The woman gives her a sharp look. “You know someone named Julius Blackburn?”
“His father is Minister of Transportation,” she says. “No telling what he might leave lying around, what gossip his son might pass on.”
“Julius is an idiot,” Johanna says, because it’s true. He throws good parties, but he doesn’t seem to care about anything else.
The woman lifts one shoulder in the most straitlaced shrug Johanna’s ever seen. “Perhaps,” she says, “But he might be useful. As may his friends.”
Johanna hesitates. She’s not friends with any of those people, not really. But this is straight-up fucking them over, and they’re—well. They’resomething, and there’s no point pushing too hard at just what. “This gonna trace back to them?”
“Johanna!” Finnick looks shocked.
“What?” She turns on him. “Excuse me if I don’t want to get any more people killed.”
“What the fuck do you care about those Capitol assholes?” He actually looks angry now.
She bites back her first response, which is to say they’re the ones who dragged her out of her house after her parents died and where the fuck was he. Because that’s not fair and she doesn’t want it in the air between them. So she sighs, pushes her hands into her hair. “Excuse me if this is a little much to process,” she snaps. “I never figured on being a fucking spy for a radioactive district, okay, shit.”
He doesn’t quit glaring but he doesn’t push it. Johanna flops on one of the couches, pulls out her flask and cigarettes, offers both around. Finnick takes the flask while she lights up, hands it back. She drinks, waits till the cigarette’s burned halfway down, letting her brain spin.
“Okay,” she says, finally, and Finnick smirks.
“Knew you’d be game,” Finnick says.
“I call dibs on putting an ax in that fucker’s head,” Johanna says.
Finnick laughs, not funny at all. “Oh, girl, you’re gonna have to fight me for that one.”
The woman looks between them, nods. “Finnick will show you the dead drop and the ciphers,” she says. “I need to go.”
“Bye, Lysistrata,” Finnick says. Johanna just waves.
When they’re alone in the room, Finnick sits down next to her. Leaves some space, leans back against the couch. “Ready for the gossip?” he asks, letting his head fall to one side so he’s looking at her.
Johanna has just a flash of wanting to touch him, to kiss him, to climb onto his lap and ask him to fuck her out of a mixed-up combination of adrenaline and loneliness.
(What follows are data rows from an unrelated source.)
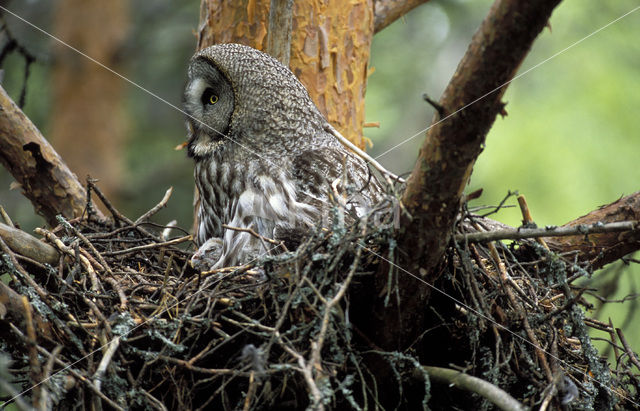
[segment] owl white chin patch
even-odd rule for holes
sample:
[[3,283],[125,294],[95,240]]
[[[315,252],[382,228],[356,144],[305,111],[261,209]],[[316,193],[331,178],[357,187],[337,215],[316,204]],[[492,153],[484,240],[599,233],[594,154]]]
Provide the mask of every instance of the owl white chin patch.
[[194,158],[208,157],[224,144],[224,138],[213,139],[205,133],[198,133],[189,140],[189,156]]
His eyes flicker away from her as though he can see her thoughts, and fuck, maybe he can, it’s probably a good skill of the kind she was never any good at. But she won’t do that to Finnick. Won’t do it to herself, turn her friend into a fucking sex toy. That’s what the Capitol kids are for.
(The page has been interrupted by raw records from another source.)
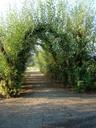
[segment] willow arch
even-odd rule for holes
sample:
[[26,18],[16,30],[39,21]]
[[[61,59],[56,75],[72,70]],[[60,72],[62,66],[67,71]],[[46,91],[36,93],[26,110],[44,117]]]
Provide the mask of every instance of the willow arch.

“Whatever,” Johanna says. “I got used to ignoring that a long time ago.”
Finnick smiles, wry. And he looks drained, like having emotions would be too much work so he’s just…not. “Smart girl,” he says.
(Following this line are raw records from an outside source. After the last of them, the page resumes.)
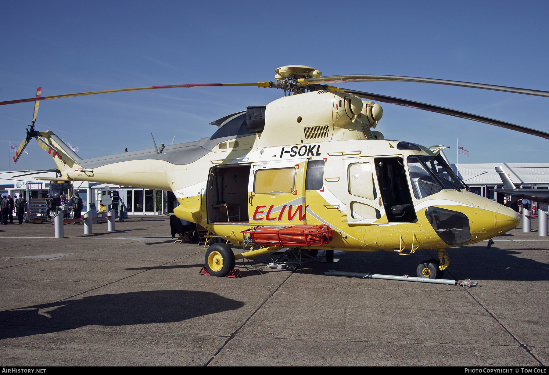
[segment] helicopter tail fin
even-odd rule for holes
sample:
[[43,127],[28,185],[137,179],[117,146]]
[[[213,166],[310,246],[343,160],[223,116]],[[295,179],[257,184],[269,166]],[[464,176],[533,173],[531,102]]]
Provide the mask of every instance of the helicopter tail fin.
[[51,131],[41,132],[36,138],[40,147],[49,154],[61,172],[65,170],[73,168],[82,158],[71,150],[59,137]]
[[513,181],[511,181],[509,176],[505,173],[505,171],[503,170],[502,167],[496,167],[496,172],[500,175],[500,178],[501,178],[501,181],[503,183],[504,189],[515,190],[517,188],[515,187],[514,184],[513,183]]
“What, you pay attention?”
He looks away. “Have to,” he says. “This gets taken too serious, I get told off for seeming unavailable.”
“Oh for fuck’s sake,” Johanna bursts out. He huffs a half-laugh and she rolls her eyes. “I can fix that,” she says. At least that’s one useful thing she can do. “Apparently I’m supposed to buddy up with Julius, two birds with one stone, I’ll get caught fucking him on camera or something, problem solved.”
“Yeah,” Finnick says, getting to his feet and scrubbing his hands through his hair. “That oughta work.” He reaches over, puts one hand on Johanna’s head, tousles her hair then pulls, just enough to sting.
“Hey!” she shoves him, laughing with—she’s not sure what. Adrenaline backwash, possibilities and plans to make and a future beyond decades of Arenas until she dies. He pushes back, and they end up wrestling on the floor until he pins her hands above her head and looks her in the eye.
“Thanks, Jo,” he says, serious.
“Let’s get the fuckers,” she says, pulling her hands away, and they get up, don’t bother to straighten their clothes, walk out smiling.